The function returns a newly constructed memory block which contains the bytes of the UCS-2 string.

xmlrpc_wcs_to_utf8()

xmlrpc_wcs_to_utf8() converts a UCS-2 "wide" character string (wchar_t) to UTF-8.

Prototype:

  
    xmlrpc_mem_block *
    xmlrpc_wcs_to_utf8(xmlrpc_env *    const envP,
                       const wchar_t * const wcsData,
                       size_t          const wcsLen);
    
  

envP is the handle of an error environment variable.

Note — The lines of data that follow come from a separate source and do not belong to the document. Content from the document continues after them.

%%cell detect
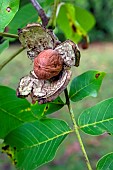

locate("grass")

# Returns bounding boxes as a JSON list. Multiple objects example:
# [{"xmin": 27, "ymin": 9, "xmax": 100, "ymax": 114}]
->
[{"xmin": 0, "ymin": 43, "xmax": 113, "ymax": 170}]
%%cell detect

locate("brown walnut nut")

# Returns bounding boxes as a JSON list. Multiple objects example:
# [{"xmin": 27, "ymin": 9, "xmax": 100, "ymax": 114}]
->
[{"xmin": 34, "ymin": 49, "xmax": 63, "ymax": 80}]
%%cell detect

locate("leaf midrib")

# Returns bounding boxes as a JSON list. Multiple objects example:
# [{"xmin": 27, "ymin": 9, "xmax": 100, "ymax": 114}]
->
[
  {"xmin": 0, "ymin": 108, "xmax": 24, "ymax": 123},
  {"xmin": 20, "ymin": 130, "xmax": 73, "ymax": 150},
  {"xmin": 70, "ymin": 80, "xmax": 99, "ymax": 99},
  {"xmin": 79, "ymin": 118, "xmax": 113, "ymax": 129}
]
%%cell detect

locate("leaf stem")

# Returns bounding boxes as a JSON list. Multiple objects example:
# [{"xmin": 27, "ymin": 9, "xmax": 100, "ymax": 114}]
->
[
  {"xmin": 0, "ymin": 48, "xmax": 25, "ymax": 70},
  {"xmin": 64, "ymin": 89, "xmax": 92, "ymax": 170},
  {"xmin": 0, "ymin": 32, "xmax": 18, "ymax": 39},
  {"xmin": 30, "ymin": 0, "xmax": 49, "ymax": 27},
  {"xmin": 47, "ymin": 0, "xmax": 60, "ymax": 29}
]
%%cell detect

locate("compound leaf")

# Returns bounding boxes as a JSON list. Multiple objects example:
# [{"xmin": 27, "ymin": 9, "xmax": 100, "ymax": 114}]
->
[
  {"xmin": 0, "ymin": 0, "xmax": 20, "ymax": 32},
  {"xmin": 97, "ymin": 152, "xmax": 113, "ymax": 170},
  {"xmin": 5, "ymin": 119, "xmax": 70, "ymax": 170},
  {"xmin": 78, "ymin": 98, "xmax": 113, "ymax": 135},
  {"xmin": 69, "ymin": 70, "xmax": 105, "ymax": 102}
]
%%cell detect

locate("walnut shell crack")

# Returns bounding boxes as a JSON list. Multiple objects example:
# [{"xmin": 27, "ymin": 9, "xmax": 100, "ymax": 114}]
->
[{"xmin": 34, "ymin": 49, "xmax": 63, "ymax": 80}]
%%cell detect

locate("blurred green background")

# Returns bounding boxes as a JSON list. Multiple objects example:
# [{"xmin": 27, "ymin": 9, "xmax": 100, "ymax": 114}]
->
[{"xmin": 0, "ymin": 0, "xmax": 113, "ymax": 170}]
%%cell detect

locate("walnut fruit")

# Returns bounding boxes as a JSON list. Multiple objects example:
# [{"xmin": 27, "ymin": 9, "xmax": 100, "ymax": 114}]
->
[{"xmin": 34, "ymin": 49, "xmax": 63, "ymax": 80}]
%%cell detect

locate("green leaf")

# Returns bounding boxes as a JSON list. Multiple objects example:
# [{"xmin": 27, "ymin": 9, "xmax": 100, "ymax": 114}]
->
[
  {"xmin": 8, "ymin": 3, "xmax": 38, "ymax": 34},
  {"xmin": 69, "ymin": 70, "xmax": 105, "ymax": 102},
  {"xmin": 0, "ymin": 86, "xmax": 36, "ymax": 138},
  {"xmin": 0, "ymin": 40, "xmax": 9, "ymax": 54},
  {"xmin": 31, "ymin": 97, "xmax": 64, "ymax": 118},
  {"xmin": 75, "ymin": 6, "xmax": 96, "ymax": 32},
  {"xmin": 78, "ymin": 98, "xmax": 113, "ymax": 135},
  {"xmin": 0, "ymin": 0, "xmax": 20, "ymax": 32},
  {"xmin": 57, "ymin": 3, "xmax": 95, "ymax": 42},
  {"xmin": 97, "ymin": 152, "xmax": 113, "ymax": 170},
  {"xmin": 5, "ymin": 119, "xmax": 70, "ymax": 170}
]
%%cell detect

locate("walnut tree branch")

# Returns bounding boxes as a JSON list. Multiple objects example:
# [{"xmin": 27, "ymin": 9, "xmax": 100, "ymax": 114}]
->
[
  {"xmin": 64, "ymin": 88, "xmax": 92, "ymax": 170},
  {"xmin": 0, "ymin": 47, "xmax": 25, "ymax": 70},
  {"xmin": 30, "ymin": 0, "xmax": 49, "ymax": 27}
]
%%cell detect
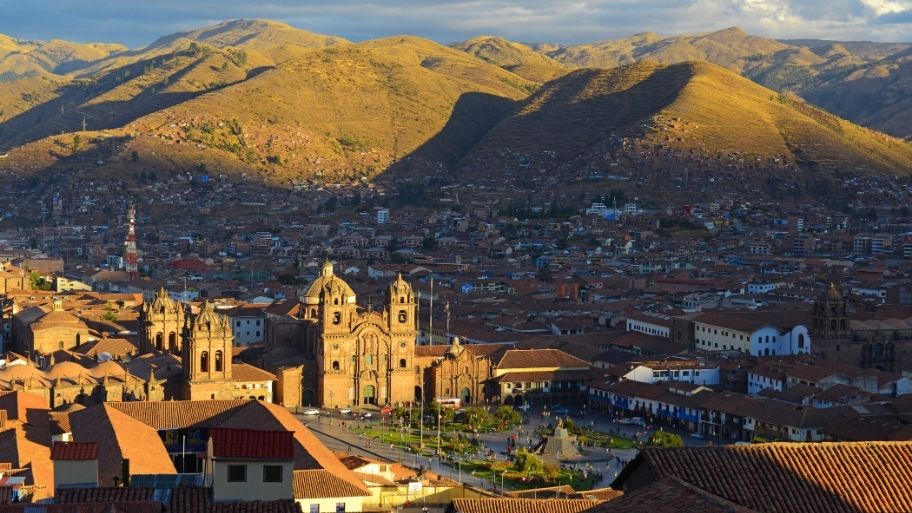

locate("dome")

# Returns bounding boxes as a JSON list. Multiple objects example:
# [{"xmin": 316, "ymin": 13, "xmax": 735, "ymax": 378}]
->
[
  {"xmin": 89, "ymin": 360, "xmax": 126, "ymax": 378},
  {"xmin": 148, "ymin": 287, "xmax": 180, "ymax": 312},
  {"xmin": 301, "ymin": 260, "xmax": 355, "ymax": 305},
  {"xmin": 47, "ymin": 362, "xmax": 86, "ymax": 379}
]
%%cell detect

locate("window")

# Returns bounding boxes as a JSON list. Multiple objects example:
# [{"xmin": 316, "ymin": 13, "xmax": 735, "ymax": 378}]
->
[
  {"xmin": 263, "ymin": 465, "xmax": 282, "ymax": 483},
  {"xmin": 228, "ymin": 465, "xmax": 247, "ymax": 483}
]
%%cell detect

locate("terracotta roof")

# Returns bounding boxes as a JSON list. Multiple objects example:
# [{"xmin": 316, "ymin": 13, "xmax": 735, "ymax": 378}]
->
[
  {"xmin": 51, "ymin": 442, "xmax": 98, "ymax": 461},
  {"xmin": 453, "ymin": 499, "xmax": 602, "ymax": 513},
  {"xmin": 70, "ymin": 403, "xmax": 177, "ymax": 485},
  {"xmin": 586, "ymin": 477, "xmax": 756, "ymax": 513},
  {"xmin": 293, "ymin": 469, "xmax": 370, "ymax": 499},
  {"xmin": 615, "ymin": 442, "xmax": 912, "ymax": 513},
  {"xmin": 108, "ymin": 399, "xmax": 251, "ymax": 430},
  {"xmin": 231, "ymin": 363, "xmax": 276, "ymax": 382},
  {"xmin": 209, "ymin": 428, "xmax": 294, "ymax": 461},
  {"xmin": 497, "ymin": 349, "xmax": 589, "ymax": 369}
]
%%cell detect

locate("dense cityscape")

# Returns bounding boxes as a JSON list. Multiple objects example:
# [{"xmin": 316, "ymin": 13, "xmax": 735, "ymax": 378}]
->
[{"xmin": 0, "ymin": 4, "xmax": 912, "ymax": 513}]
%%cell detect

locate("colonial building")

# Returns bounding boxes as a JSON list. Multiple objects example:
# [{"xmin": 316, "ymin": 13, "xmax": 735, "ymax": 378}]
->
[
  {"xmin": 301, "ymin": 262, "xmax": 420, "ymax": 406},
  {"xmin": 813, "ymin": 284, "xmax": 912, "ymax": 372},
  {"xmin": 139, "ymin": 288, "xmax": 185, "ymax": 353}
]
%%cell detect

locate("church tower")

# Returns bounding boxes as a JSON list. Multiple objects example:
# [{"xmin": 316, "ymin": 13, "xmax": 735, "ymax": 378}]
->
[
  {"xmin": 183, "ymin": 302, "xmax": 234, "ymax": 400},
  {"xmin": 814, "ymin": 282, "xmax": 849, "ymax": 339},
  {"xmin": 139, "ymin": 287, "xmax": 185, "ymax": 354}
]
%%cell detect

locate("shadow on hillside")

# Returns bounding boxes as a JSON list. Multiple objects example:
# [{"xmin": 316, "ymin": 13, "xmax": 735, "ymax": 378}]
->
[
  {"xmin": 384, "ymin": 93, "xmax": 517, "ymax": 178},
  {"xmin": 0, "ymin": 52, "xmax": 249, "ymax": 150}
]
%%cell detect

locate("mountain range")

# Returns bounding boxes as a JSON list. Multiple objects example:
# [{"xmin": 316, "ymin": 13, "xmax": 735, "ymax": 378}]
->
[{"xmin": 0, "ymin": 20, "xmax": 912, "ymax": 192}]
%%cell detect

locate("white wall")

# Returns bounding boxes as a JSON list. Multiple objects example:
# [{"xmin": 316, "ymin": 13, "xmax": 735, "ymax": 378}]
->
[{"xmin": 627, "ymin": 319, "xmax": 671, "ymax": 338}]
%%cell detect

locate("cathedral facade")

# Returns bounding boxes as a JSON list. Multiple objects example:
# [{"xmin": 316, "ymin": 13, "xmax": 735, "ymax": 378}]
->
[{"xmin": 300, "ymin": 262, "xmax": 421, "ymax": 407}]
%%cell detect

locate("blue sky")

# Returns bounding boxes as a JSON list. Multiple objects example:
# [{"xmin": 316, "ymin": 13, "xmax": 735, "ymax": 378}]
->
[{"xmin": 0, "ymin": 0, "xmax": 912, "ymax": 47}]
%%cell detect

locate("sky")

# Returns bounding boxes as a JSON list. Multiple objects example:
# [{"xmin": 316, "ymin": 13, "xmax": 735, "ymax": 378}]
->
[{"xmin": 0, "ymin": 0, "xmax": 912, "ymax": 48}]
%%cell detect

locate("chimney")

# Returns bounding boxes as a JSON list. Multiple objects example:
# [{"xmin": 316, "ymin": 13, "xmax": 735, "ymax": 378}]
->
[{"xmin": 51, "ymin": 442, "xmax": 98, "ymax": 490}]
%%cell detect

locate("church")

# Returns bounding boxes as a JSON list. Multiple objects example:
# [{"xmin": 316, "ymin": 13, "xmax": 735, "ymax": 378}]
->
[{"xmin": 300, "ymin": 262, "xmax": 421, "ymax": 406}]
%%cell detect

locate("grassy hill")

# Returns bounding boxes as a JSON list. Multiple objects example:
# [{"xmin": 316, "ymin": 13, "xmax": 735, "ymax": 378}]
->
[
  {"xmin": 0, "ymin": 33, "xmax": 537, "ymax": 183},
  {"xmin": 463, "ymin": 62, "xmax": 912, "ymax": 174},
  {"xmin": 452, "ymin": 36, "xmax": 575, "ymax": 83}
]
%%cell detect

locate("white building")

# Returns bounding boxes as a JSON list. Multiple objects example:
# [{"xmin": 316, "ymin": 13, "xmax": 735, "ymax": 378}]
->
[
  {"xmin": 624, "ymin": 360, "xmax": 720, "ymax": 386},
  {"xmin": 694, "ymin": 312, "xmax": 811, "ymax": 356},
  {"xmin": 626, "ymin": 312, "xmax": 672, "ymax": 338}
]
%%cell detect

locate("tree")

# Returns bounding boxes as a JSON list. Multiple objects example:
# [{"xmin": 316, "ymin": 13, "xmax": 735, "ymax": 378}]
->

wcsData points to the string of UCS-2 characters. wcsLen is its length in characters (i.e. the number of bytes it occupies is twice wcsLen).

xmlrpc_force_to_utf8()

xmlrpc_force_to_utf8() is a weird but handy function. It examines the string you pass it to see if it is valid UTF-8, like xmlrpc_validate_utf8(), but if it isn't, modifies it until it is. To do this, it 1) replaces some characters that have the high bit on with DEL (0x3F) and 2) chops a few characters off the end.

This is useful because you may have some memory that is supposed to contain a UTF-8 string but in reality contains garbage. The supposed string winds its way through XML-RPC to end up being viewed by a human, and you'd like that human to see that it's garbage and deal with it. But the various Xmlrpc-c functions won't transport arbitrary garbage; they transport only UTF-8. The mutations that xmlrpc_validate_utf8() makes are small enough that if it's only partly garbage, then the non-garbage parts probably will make it all the way through.

Prototype:

  
    void
    xmlrpc_force_to_utf8(char * const buffer);
    
  

buffer points to the quasi-UTF-8 string, which is terminated by a zero byte (both as input and output).

This function was new in Xmlrpc-c 1.12 (September 2007).

xmlrpc_force_to_xml_chars()

xmlrpc_force_to_xml_chars() is similar to xmlrpc_force_to_utf8(). It modifies a UTF-8 string to make it contain nothing but valid XML characters. All UTF-8 characters except control characters are also XML characters, and CR, LF, and tab are XML characters as well. So this function simply replaces those 29 non-XML UTF-8 characters with DEL (the XML character with code point 0x3f).

This isn't terribly useful, because of the Xmlrpc-c extension to XML-RPC that allows a string to have non-XML characters in it. But you may not want to exploit that extension because your communication partner doesn't have a similar extension. In that case, you will have to make sure you never create an XML-RPC string value that contains a non-XML character, and xmlrpc_force_to_xml_chars() can help with that.

This function was new in Xmlrpc-c 1.12 (September 2007).